Contrary to its marshmallowy reputation, the voice of my heart was resolute and exacting in its advice.
It was on my heart’s advice I gave up drinking, smoking, caffeine and processed food – my mind could always come up with reasons for why keeping my bad habits was easier. It was also due to my heart’s intuition that I released relationships with people who did not love me nor want the best for me, while setting boundaries with those who did.
Pascal, one of my favourite philosophers, once said ‘the heart has its reasons, of which reason knows nothing’, and Tolstoy said ‘when you love someone, you love the whole person’. Together these quotes distill what my healing journey has taught me about love.
What your heart knows doesn’t always make sense, and it doesn’t need to. What’s important is that you listen to your heart and trust it. Tolstoy’s quote draws out that loving someone truly, yourself included, means loving them as a whole.
It is this completeness, or Oneness (the name for God in Sikhi), that captures the essence of love; that defines it, not as a feeling, but as something ubiquitous, like oxygen, a universal force which causes flowers to bloom in perfect time and seasons to change.
If I trusted my inner voice and the perfect timing of nature I knew I would heal. As time passed, my body and heart did heal with the love of my family, friends, God and myself.
My journey has shown me that if everyone opened to the healing power of their heart the world would be a better place.

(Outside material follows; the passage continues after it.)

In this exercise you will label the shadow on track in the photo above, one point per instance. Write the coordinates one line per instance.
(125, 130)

Yet it took being broken for me to realise I had done love a disservice by understanding it purely in a romantic sense.
Eventually I came to see love not only as a feeling, but as the essential force behind the creation, continuation and conclusion of life. I know now that we owe everything in life to love; even events that appear bad at the time. Despite everything I’ve experienced, I can truly say I’m grateful for love’s gifts; gifts without which I, and the world, would be immeasurably poorer.